Es stellt sich die Frage, wie unterbewertet ich tatsächlich bin. Ich sehe viele wacke Rapper, die mehr Aufmerksamkeit in gewissen Bereichen erhalten, aber nicht in denen, in welchen ich sein will. Ich bin zufrieden mit meiner Position. Schau dir andere unterbewertete Künstler an: Kool G Rap – ich glaube ich erwähne ihn in jedem Interview – oder Tragedy Khadafi. Das sind zwei der besten Rapper aller Zeiten und wer erwähnt sie in ihren Top10 Listen? Viele meinen, dass Kool G Rap nur in den Achtzigern dope war, dabei ist er auch der beste Rapper der letzten zehn Jahre. Es gibt grossartige Lyricists wie Sean Price, Killah Priest, Timbo King oder Hell Razah die von vielen ignoriert werden, während schlechte Rapper Erfolge feiern. Aber das ist immer Teil der Kultur. Bei einer Kultur geht es nicht um Marketing. Ist „Avatar“ der beste Film aller Zeiten? Nein! Aber derjenige, der am meisten Aufmerksamkeit bekommt.

In einem Interview hast du gesagt, HipHop sei dazu da, dass arme Leute sich ausdrücken können und nicht, um reiche Menschen glücklich zu machen. Würdest du also sagen, dass HipHop nicht für jedermann ist?
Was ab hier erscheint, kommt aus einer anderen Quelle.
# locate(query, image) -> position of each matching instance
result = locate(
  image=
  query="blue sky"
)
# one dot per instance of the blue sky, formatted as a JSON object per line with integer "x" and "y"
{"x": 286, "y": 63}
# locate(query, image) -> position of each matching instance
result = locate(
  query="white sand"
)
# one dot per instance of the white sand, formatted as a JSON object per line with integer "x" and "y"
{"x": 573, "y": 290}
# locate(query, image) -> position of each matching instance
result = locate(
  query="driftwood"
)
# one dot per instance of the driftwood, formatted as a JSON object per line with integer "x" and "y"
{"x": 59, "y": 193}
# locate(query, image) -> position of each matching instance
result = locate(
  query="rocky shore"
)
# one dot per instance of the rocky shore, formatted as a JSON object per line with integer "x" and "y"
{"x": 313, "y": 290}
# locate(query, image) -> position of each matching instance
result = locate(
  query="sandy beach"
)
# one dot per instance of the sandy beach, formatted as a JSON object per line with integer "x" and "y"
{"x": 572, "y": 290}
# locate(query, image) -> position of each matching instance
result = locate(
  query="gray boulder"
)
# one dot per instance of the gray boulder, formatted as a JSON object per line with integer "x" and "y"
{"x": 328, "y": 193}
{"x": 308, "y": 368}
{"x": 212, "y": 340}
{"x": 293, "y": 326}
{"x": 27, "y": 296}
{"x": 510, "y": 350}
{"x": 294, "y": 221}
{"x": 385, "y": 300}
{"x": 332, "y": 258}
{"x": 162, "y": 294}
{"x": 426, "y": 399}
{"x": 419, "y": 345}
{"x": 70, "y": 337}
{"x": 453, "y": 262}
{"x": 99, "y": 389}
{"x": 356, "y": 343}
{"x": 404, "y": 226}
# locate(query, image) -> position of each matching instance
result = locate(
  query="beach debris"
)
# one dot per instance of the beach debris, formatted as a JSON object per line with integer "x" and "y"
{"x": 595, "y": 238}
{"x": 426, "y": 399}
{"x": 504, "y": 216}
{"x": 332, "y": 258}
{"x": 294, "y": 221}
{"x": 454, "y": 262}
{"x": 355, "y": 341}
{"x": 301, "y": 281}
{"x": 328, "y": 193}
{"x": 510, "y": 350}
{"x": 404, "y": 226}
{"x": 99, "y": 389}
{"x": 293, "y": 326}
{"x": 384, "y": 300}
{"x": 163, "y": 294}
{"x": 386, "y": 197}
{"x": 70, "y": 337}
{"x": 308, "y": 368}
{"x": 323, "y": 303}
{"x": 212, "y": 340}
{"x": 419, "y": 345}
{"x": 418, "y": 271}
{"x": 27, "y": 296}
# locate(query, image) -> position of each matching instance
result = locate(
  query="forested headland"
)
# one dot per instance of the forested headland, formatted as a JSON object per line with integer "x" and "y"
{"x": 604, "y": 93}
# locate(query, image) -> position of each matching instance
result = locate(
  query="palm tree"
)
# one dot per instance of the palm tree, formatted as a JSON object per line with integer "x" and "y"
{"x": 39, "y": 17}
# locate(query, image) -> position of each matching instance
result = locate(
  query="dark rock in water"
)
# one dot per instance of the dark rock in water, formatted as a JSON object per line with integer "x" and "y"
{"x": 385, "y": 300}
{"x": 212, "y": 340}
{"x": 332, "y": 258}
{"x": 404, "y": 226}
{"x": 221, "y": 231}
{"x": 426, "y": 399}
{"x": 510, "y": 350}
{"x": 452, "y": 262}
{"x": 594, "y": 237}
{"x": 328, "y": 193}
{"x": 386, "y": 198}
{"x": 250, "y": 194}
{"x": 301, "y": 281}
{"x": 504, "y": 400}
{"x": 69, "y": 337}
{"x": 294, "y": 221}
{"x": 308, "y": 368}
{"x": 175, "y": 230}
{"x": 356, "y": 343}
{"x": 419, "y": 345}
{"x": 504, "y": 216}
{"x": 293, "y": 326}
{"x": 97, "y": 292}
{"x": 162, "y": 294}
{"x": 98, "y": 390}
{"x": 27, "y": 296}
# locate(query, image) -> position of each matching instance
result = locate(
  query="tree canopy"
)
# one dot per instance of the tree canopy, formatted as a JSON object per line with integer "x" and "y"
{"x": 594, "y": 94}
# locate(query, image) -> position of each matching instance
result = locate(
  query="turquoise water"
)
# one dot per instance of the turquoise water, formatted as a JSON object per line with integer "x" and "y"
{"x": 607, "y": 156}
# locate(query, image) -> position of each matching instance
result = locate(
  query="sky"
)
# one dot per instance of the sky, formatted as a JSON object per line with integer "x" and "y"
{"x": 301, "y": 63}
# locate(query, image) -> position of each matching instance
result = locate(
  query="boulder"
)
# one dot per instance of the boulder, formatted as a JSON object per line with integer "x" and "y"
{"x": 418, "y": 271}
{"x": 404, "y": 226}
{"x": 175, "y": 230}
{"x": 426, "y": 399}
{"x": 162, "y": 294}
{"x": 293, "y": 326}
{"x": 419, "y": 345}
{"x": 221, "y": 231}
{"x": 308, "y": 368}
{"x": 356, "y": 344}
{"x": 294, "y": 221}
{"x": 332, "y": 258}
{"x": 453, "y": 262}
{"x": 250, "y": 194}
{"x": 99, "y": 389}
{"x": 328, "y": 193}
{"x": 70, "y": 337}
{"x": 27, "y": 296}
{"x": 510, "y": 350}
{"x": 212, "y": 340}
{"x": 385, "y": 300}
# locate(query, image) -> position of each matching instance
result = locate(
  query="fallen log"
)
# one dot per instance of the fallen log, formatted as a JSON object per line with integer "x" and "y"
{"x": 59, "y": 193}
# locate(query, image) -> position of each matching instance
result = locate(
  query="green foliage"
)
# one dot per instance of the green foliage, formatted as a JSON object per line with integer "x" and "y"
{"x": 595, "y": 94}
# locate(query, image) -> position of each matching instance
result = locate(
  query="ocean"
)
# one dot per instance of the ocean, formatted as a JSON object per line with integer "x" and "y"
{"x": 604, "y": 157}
Jeder kann sich Rap-Musik anhören. Es ist völlig in Ordnung, wenn sich reiche Leute HipHop-Alben kaufen. Mir ging es darum, dass man die reichen Leute nicht bedienen soll, also die Musik so anpasst, dass sie es mögen. Ich kann es nicht akzeptieren, wenn man seine eigenen Leute verleugnet, nur um andere glücklich zu machen. Mich stört es auch nicht, wenn Jay-Z davon spricht, wie er die Korken knallen lässt – denn er lebt dieses Leben. Mich stört es, wenn die Kunst verwässert und vereinfacht wird. HipHop und Partymusik gehören seit jeher zusammen, aber nicht auf Kindergarten-Niveau.

Es wird viel über deine Skandale und deinen geistigen Zustand geredet. Stört dich das oder akzeptierst du es einfach als dein Image?
Es ist nicht wirklich ein Image, denn alles basiert auf der Realität und auf den harten Zeiten, die ich in meinem Kopf durchlebt habe. Ich will auch nie mehr zu dieser Zeit und den Gedanken zurück. Meine psychische Verfassung war in den letzten zehn Jahren sehr stabil und deshalb war das auch eine sehr glückliche Zeit für mich. Ich konnte einen Teil dieses Images abschütteln. Wenn du mich heute anschaust, sehe ich jünger und gesünder aus als vor zehn Jahren, da sich meine Verfassung extrem verbessert hat.